The Medicaid Shuffle



"A Canadian man who was thought to have been in a persistent vegetative state for more than a decade has been able to communicate to scientists that he isn’t in any pain." http://scitechdaily.com/canadian-man-in-vegetative-state-communicates-that-hes-not-in-pain/  

Now imagine someone like this with a very rare disorder that makes the brain injury go the other way. The person gets smarter. The person is so smart, that she figures out how to move a finger and she can now type.  That's all I can figure that happened to me.

Nothing like this ever happened before, yet I am writing this. The above video is the closest I could find to an explanation. Yes, I am still unconscious and in a coma. Comas can be eyes open. "Vegetative" is a coma, and I am vegetative. People are amazed when I tell them. Doctors stare at me. My medical records reflect that I am vegetative.

Supposedly my brain was all wiped out by a brain bleed. I only had some brainstem allowing a heartbeat. I didn't even have a full brainstem! I couldn't breathe and was on a ventilator. There's a big hole in my neck now that is slowly getting smaller now that I breathe. I wasn't ever supposed to talk. I do now and that's getting better as it wasn't understandable. As for writing this? Amazing is all I can say,

All of that didn't stop my bills. I couldn't believe the misconceptions I've seen. Since I opened my eyes, but I am still in a coma, I can tell you what happens to bills and whatnot. 

I was employed at the time of accident, so I had insurance. It was very good insurance, too. (If a person does not have insurance, there is a way to get government assistance,  but it may not cover everything.) Medical insurance from your employer takes care of medical bills while you are employed.

If you don't go to work, you don't stay employed. Although I technically wasn't conscious and couldn't talk, I had long periods of lucidity where I could communicate with my mother by blinking. The doctor sent a letter to Social Security. Social Security suspended my payee so I could pay my hospital bills myself. The payee was slow and usually late. Social Security left me unconscious. Hospital bills are immediate. Bills don't stop while you are in a coma. I had good insurance that I didn't want to lose since I couldn't go to work. I kept it under COBRA and was forced to forgo all of my other bills. COBRA is expensive.

Eventually the private insurance ran out. The hospital I was at moved me to a Medicaid bed. (The bed was actually called that!) I waited in that bed until I was moved out of that hospital. Initially I was sent to a care home that wasn't near family. That place sent me to another home a few months later. I was at the second home a few months and then ended up back in the hospital I started in. I call this moving the "Medicaid Shuffle."

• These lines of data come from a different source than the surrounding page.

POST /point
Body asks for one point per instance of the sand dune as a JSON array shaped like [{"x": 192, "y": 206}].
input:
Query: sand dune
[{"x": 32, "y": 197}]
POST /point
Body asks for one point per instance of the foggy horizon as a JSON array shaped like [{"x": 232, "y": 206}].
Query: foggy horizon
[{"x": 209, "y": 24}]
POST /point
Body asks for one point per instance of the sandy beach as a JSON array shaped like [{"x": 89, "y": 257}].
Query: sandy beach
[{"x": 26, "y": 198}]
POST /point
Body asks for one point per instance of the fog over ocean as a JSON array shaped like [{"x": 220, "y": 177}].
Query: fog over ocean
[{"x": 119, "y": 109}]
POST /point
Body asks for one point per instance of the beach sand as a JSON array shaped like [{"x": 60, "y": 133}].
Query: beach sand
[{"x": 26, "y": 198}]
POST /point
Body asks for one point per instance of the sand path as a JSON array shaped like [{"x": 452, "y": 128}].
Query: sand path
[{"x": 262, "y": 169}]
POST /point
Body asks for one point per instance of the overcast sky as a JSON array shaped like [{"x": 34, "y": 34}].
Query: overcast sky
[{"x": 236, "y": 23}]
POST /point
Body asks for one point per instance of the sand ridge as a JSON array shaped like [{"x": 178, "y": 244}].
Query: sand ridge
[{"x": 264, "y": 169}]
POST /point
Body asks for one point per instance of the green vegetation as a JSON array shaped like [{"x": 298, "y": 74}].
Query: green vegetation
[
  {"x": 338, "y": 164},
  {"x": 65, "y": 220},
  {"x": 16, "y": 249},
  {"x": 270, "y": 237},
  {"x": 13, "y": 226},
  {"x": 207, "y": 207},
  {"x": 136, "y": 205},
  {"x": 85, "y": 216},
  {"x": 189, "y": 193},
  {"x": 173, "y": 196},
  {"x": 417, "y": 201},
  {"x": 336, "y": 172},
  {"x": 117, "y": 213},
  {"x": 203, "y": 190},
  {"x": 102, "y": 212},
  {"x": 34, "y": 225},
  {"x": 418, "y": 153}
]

Mind you I'm still technically unconscious. I could say most words by then. So I'm unconscious and talking...and could pay my bills. This second time that I was placed, that hospital sent me to a "Sub-acute Hospital" which was nothing more than a large nursing home. I was doing the Medicaid Shuffle. This is how long-term disability is dealt with by the government in my case. 

A few months later  I ended up in a different hospital with dehydration. I was lucky I didn't die. That hospital fixed me up and filed some sort of complaint. I went back, someone from the state came and asked me questions. I was moved while I had surgery at yet another hospital.

That next hospital placement lasted a little over a year. It was a long-term sub-acute unit at a (real) hospital. Medicaid does not pay enough. The hospital had to close that unit. I didn't want to continue doing the Medicaid Shuffle. All the residents were being moved to nursing homes. There was an option for a family member to sign you out. I managed to do that. I left that hospital unconscious, and that is how I remain.

Now I live in my own home. I got back custody of my kids and finished raising them. I sometimes talk on the phone and I pay my bills. I can mostly dress myself and depend on someone to hook up my feeding tube, place me in a wheel chair, and do routine household chores. I'm still unconscious and the state retains the right to place me in a nursing home.